Specifically, each follower node in the node cluster receives the proposal message broadcast by the second node, and after the first node as a follower node obtains the state data maintained by the first node, each node may execute the transaction task in the proposal message based on the obtained state data (in parallel or series), to obtain corresponding result information for executing each transaction task. That is, in the present disclosure, a manner in which a node executes a transaction task includes parallel execution and serial execution.

Operation: Obtain, when the result information obtained after executing the transaction task is inconsistent with the result information indicated by the proposal message, read set information that corresponds to the block identifier in the proposal message from a snapshot of another node in the blockchain system, the another node being a node in the blockchain system other than the first node.

The result information indicated by the proposal message is information obtained after the leader node executes each transaction task in the proposal message. For example, in the present disclosure, the result information indicated by the proposal message may include an execution result and a read-write set.

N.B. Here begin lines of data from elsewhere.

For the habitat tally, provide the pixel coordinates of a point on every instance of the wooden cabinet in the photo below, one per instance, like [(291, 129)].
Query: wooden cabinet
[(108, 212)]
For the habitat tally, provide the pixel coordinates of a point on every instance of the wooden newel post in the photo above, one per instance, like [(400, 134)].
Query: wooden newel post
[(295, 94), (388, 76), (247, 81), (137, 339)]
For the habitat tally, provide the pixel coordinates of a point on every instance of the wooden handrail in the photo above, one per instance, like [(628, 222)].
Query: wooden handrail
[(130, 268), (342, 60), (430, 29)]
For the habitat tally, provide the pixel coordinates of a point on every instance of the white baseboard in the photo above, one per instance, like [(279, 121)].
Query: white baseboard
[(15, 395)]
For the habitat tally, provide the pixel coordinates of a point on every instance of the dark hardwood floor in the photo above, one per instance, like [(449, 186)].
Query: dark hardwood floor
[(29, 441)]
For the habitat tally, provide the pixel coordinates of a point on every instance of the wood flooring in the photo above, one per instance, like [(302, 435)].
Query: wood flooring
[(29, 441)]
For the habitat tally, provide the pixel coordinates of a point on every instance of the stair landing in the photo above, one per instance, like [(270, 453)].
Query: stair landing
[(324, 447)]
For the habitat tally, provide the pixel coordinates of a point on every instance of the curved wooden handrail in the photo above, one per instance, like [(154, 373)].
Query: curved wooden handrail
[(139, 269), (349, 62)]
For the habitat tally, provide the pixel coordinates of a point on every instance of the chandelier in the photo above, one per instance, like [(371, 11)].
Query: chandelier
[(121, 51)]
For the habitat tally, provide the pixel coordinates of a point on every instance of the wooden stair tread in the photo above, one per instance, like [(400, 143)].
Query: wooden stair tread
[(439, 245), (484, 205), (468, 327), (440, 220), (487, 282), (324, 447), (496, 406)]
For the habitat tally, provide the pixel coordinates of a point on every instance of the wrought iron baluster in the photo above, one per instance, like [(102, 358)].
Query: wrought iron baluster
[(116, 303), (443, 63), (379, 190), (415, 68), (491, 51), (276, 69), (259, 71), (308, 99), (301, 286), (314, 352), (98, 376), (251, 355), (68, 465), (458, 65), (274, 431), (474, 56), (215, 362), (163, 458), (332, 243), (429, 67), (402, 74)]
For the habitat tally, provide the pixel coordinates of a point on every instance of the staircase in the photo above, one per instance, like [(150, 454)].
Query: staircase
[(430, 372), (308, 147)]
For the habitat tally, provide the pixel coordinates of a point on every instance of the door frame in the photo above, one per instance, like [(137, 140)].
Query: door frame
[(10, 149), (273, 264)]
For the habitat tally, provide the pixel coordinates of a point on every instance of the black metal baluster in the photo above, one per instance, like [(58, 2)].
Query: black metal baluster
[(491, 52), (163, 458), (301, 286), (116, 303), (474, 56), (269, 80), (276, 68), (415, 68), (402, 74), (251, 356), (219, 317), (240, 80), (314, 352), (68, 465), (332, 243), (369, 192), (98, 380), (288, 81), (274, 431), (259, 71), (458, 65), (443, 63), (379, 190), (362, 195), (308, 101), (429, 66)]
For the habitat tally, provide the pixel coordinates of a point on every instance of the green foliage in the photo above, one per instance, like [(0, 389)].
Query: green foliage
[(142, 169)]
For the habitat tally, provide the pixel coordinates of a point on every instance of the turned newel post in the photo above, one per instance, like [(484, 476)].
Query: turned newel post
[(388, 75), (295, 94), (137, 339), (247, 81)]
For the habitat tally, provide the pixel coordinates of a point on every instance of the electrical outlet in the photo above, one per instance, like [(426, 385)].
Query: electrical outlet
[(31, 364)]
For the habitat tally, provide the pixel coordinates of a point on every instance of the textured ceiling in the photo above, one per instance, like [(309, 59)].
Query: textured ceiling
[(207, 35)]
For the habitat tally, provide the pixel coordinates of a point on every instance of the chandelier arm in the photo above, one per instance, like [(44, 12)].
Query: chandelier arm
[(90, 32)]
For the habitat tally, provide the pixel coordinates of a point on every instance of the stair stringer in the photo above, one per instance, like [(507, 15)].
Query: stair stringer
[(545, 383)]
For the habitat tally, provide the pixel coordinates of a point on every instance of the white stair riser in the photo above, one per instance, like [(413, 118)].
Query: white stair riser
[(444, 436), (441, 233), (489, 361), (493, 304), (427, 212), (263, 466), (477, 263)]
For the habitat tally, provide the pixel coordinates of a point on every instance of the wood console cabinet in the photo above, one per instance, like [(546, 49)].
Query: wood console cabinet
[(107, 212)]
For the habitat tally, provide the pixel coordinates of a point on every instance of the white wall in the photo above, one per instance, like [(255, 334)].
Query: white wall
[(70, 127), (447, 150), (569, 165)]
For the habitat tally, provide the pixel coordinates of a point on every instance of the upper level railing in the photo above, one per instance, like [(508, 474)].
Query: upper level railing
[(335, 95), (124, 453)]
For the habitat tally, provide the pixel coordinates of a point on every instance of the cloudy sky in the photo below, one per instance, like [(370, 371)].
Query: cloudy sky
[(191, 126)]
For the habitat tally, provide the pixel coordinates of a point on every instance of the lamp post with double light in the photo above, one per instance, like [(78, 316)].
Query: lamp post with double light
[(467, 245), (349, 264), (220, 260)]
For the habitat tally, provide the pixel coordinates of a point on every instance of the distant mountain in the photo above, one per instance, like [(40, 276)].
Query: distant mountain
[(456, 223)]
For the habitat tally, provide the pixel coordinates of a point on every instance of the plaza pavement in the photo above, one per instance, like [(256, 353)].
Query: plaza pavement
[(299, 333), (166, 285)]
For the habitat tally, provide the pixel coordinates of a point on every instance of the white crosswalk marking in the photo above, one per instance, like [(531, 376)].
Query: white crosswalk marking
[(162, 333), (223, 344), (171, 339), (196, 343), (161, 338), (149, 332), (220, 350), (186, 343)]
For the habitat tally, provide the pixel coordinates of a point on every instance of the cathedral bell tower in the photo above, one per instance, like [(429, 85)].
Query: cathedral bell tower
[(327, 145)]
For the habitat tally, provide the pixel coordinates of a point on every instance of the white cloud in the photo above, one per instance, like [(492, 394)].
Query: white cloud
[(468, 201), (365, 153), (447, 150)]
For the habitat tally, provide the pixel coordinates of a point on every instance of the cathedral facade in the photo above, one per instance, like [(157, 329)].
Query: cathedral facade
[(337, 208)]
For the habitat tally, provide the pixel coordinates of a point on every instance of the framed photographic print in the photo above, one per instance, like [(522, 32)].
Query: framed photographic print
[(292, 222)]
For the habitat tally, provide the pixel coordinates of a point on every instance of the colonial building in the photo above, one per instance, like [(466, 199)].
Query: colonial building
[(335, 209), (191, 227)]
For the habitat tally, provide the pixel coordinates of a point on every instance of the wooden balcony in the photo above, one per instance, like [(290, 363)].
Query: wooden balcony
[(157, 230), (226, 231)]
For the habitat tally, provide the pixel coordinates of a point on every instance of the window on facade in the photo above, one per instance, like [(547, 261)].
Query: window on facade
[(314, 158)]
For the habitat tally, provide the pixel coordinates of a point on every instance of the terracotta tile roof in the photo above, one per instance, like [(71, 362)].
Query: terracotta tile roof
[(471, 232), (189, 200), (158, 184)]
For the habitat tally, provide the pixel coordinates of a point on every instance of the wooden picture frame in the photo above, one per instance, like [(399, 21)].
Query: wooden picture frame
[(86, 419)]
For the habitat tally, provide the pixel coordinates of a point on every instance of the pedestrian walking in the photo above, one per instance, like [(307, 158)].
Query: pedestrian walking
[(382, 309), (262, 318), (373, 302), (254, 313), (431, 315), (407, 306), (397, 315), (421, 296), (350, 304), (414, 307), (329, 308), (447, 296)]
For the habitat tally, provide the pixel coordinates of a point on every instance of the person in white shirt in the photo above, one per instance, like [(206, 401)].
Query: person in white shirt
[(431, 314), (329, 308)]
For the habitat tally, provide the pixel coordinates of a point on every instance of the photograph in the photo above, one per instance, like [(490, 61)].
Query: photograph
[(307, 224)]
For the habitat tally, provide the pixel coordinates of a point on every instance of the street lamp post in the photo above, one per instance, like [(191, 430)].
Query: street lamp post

The another node refers to a node other than the current follower node (itself) in the node cluster. For example, under the BFT-type consensus-based blockchain bottom-layer model, it is assumed that a blockchain system includes three nodes, which are respectively a node 1, a node 2, and a node 3, a leader node at a current moment is the node 2, and the node 1 and the node 3 are both follower nodes. For the node 1, the node 2 and the node 3 are both other nodes.

The snapshot refers to a data structure, and is configured for storing data read from the database by the node when the node executes a transaction task. For example, read set information corresponding to a block identifier may be read from the snapshot.

The read set information refers to data read from a database by a node when the node executes a transaction task. For example, the read set information in the present disclosure may include key-value information.

Further, after each node executes the transaction task in the proposal message based on the obtained state data (in parallel or series), to obtain the result information corresponding to executing each transaction task, each node may compare the obtained result information corresponding to each transaction task with the result information corresponding to each transaction task indicated by the proposal message, to obtain a corresponding comparison result.

Alternatively, in some cases, if the proposal message does not carry the result information corresponding to each transaction task, but carries the block read-write set hash value, after each node obtains the result information corresponding to executing each transaction task, each node may calculate the block read-write set hash value based on the obtained result information corresponding to each transaction task, compare the block read-write set hash value calculated by each node with the block read-write set hash value indicated by the proposal message, and may obtain a corresponding comparison result.

For example, under the BFT-type consensus-based blockchain bottom-layer model, when a first node (node 2) as a follower node in a node cluster receives a proposal message A broadcast by a second node (node 1) as a leader node, the first node may obtain state data from a local state database (StateDB) maintained by the first node, and execute each transaction task in the proposal message based on the state data (in parallel or in series), to obtain an execution result and a read-write set that correspond to each transaction task.